After having all the triples done, we need to filter out all those that don't have a hypotenuse that is an integer number. In order to do this, we filter based on float_number.is_integer() being True. This means that of the two example tuples I showed you before, the one with 5.0 hypotenuse will be retained, while the one with the 8.602325267042627 hypotenuse will be discarded.
This is good, but I don't like that the triple has two integer numbers and a float. They are supposed to be all integers, so let's use map to fix this:
# pythagorean.triple.int.py
from math import sqrt
mx = 10
triples = [(a, b, sqrt(a**2 + b**2))
for a in range(1, mx) for b in range(a, mx)]

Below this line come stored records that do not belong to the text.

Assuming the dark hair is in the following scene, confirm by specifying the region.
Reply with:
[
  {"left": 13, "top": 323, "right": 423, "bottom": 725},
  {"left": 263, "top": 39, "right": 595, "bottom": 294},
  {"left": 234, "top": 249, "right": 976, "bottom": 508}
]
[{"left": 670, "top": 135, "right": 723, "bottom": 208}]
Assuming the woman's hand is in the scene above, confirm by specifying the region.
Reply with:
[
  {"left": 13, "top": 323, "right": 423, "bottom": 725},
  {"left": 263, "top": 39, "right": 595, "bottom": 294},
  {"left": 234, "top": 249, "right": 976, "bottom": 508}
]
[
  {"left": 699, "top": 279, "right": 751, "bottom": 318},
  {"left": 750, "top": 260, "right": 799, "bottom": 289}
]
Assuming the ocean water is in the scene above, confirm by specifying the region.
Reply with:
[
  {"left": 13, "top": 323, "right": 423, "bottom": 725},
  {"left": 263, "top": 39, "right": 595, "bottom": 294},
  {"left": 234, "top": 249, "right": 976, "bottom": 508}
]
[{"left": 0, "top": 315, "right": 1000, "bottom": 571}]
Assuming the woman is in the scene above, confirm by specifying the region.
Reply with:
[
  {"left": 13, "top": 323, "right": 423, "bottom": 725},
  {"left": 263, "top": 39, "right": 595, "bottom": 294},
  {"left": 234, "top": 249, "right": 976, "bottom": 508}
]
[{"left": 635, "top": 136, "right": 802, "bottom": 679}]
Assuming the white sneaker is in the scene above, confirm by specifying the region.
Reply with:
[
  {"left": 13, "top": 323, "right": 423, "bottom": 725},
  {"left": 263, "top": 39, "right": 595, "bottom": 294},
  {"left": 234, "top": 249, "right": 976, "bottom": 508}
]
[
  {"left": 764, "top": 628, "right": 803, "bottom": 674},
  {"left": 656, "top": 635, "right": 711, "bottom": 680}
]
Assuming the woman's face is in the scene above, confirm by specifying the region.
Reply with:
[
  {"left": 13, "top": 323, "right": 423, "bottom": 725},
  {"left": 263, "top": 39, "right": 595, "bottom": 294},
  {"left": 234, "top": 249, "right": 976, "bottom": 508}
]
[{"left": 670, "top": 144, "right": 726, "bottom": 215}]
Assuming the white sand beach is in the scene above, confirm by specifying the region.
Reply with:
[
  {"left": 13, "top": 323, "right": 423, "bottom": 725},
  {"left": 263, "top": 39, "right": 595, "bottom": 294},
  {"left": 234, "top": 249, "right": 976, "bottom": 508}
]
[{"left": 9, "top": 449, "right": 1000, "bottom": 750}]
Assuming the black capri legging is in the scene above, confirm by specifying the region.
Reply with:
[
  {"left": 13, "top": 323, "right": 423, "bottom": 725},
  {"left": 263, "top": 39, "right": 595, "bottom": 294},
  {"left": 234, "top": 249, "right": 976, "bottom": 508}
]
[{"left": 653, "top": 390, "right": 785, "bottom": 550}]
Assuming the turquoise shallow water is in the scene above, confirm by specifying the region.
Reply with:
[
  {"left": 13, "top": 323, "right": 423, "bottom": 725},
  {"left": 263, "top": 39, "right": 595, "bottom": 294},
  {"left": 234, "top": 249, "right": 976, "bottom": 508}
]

triples = filter(lambda triple: triple[2].is_integer(), triples)
# this will make the third number in the tuples integer
triples = list(
map(lambda triple: triple[:2] + (int(triple[2]), ), triples))
print(triples) # prints: [(3, 4, 5), (6, 8, 10)]
Notice the step we added. We take each element in triples and we slice it, taking only the first two elements in it. Then, we concatenate the slice with a one-tuple, in which we put the integer version of that float number that we didn't like. Seems like a lot of work, right? Indeed it is. Let's see how to do all this with a list comprehension:
# pythagorean.triple.comprehension.py
from math import sqrt
# this step is the same as before
mx = 10
triples = [(a, b, sqrt(a**2 + b**2))
for a in range(1, mx) for b in range(a, mx)]
# here we combine filter and map in one CLEAN list comprehension
triples = [(a, b, int(c)) for a, b, c in triples if c.is_integer()]
print(triples) # prints: [(3, 4, 5), (6, 8, 10)]
I know. It's much better, isn't it? It's clean, readable, shorter. In other words, it's elegant.